Here we present the full spectrum of substrate motifs of the human serine/threonine kinome and provide an unbiased comprehensive framework to further explore their cellular functions. Globally, these motifs are substantially more diverse than expected, suggesting a broader substrate repertoire of the kinome. Hierarchical clustering of this dataset reorganized the kinome into at least 38 motif classes and introduced several shared motif features (Fig. 2 and Extended Data Figs. 24).
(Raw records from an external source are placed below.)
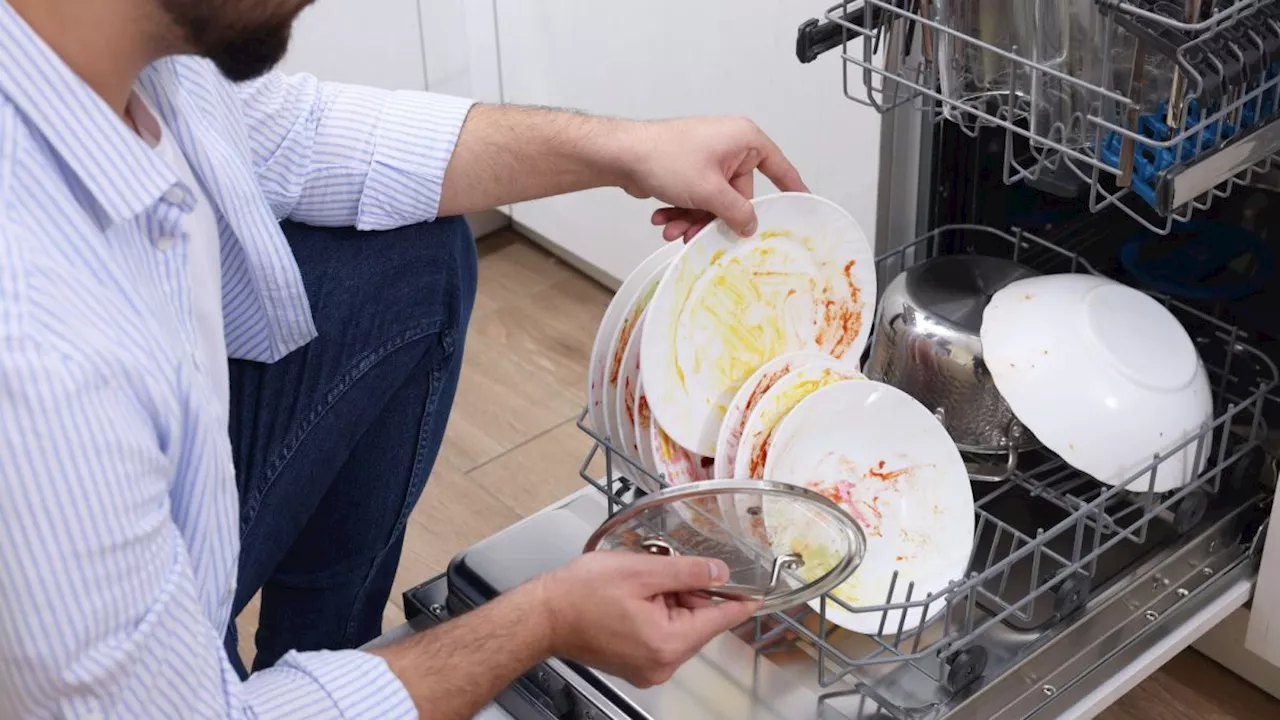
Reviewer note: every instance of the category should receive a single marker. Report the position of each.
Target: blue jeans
(334, 443)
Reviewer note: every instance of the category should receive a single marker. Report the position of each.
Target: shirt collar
(122, 174)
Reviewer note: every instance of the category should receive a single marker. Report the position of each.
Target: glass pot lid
(784, 545)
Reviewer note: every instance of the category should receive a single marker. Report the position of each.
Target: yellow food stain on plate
(746, 310)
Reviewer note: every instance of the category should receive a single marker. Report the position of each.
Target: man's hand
(634, 615)
(627, 614)
(704, 168)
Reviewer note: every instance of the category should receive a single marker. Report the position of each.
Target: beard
(243, 37)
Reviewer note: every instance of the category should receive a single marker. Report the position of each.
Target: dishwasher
(1075, 589)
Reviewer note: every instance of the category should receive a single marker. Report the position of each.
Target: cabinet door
(1264, 629)
(376, 44)
(671, 58)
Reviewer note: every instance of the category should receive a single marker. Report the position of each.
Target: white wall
(672, 58)
(375, 42)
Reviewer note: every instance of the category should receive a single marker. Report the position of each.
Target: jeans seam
(356, 370)
(416, 487)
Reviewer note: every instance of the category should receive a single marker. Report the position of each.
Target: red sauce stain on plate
(616, 365)
(840, 314)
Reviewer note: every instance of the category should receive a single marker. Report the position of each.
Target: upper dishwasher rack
(1159, 106)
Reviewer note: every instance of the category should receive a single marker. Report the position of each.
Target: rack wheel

The Ser/Thr kinases that we profiled were, almost without exception, strongly discriminatory against specific motif features. These findings suggest that fidelity in kinase signalling pathways is largely achieved through selective pressure on substrates to avoid phosphorylation by the majority of irrelevant kinases, and that this may occur by tuning the amino acid sequences surrounding the phosphorylation sites to be disfavoured by non-cognate kinases. As this negative selection contributes substantially to proper substrate recognition, accurate identification of kinase–substrate relationships requires a comprehensive knowledge of kinase phosphorylation motifs—not only for an individual kinase of interest, but also for all other kinases in the human kinome that might compete for the same substrate pool.

When this kinome-wide dataset was used to predict the specific kinases that are responsible for substrate phosphorylation solely based on the amino acid sequence surrounding the phosphorylation site, the results were highly accurate at identifying correct kinase–substrate relationships, even without knowledge of tissue specificity, scaffolding effects or subcellular localization. Including such additional information will probably further improve these predictive approaches57,58. A limitation of using first-order peptide arrays in these experiments is that they do not directly measure the contributions of interpositional contacts within the substrate peptides, which we have previously shown can affect substrate selection for some tyrosine kinases32, albeit less so for Ser/Thr kinases59. Moreover, we were unable to differentiate between positional selection of Ser or Thr residues and direct phosphorylation of neighbouring residues (for example, peptides containing more than one phospho-acceptor). Structural modelling approaches guided by kinase substrate motif data will potentially decipher this additional information to further improve predictions60,61.

The examination of MS phosphoproteomic datasets using this global collection of motifs yielded potential biological insights and putative kinase substrates (Fig. 4). For example, in cells undergoing exposure to ionizing radiation (Fig. 4e), ATM was predicted to target 37 of the phosphorylation sites that were upregulated, most of which have never been associated as substrates for ATM (Supplementary Table 4). As the application of phosphoproteomics to human clinical samples and disease model systems continues to advance, our comprehensive motif-based approach will be uniquely equipped to unravel the complex signalling that underlies human disease progressions, mechanisms of cancer drug resistance, dietary interventions and other important physiological processes. In summary, we foresee that this will provide a valuable resource for a broad spectrum of researchers who study signalling pathways in human biology and disease.

Methods

Cell lines

Expi293 (Thermo Fisher Scientific) and HEK293T (ATCC) cells were obtained directly from vendors that perform short tandem repeat genotyping for authentication of human cells and were verified to be mycoplasma-free. Sf9 insect cells were obtained from Thermo Fisher Scientific.

Plasmids

For expression and purification from bacteria, the DNA sequences for the human Ser/Thr kinases, binding partners and chaperones listed below were codon-optimized for expression in Escherichia coli using GeneSmart prediction software (GenScript). Optimized coding sequences were synthesized as gBlocks (Integrated DNA Technologies) carrying 16 bp overhangs at the 5′ and 3′ ends to facilitate in-fusion cloning (Clontech) into pET expression vectors (EMD Millipore).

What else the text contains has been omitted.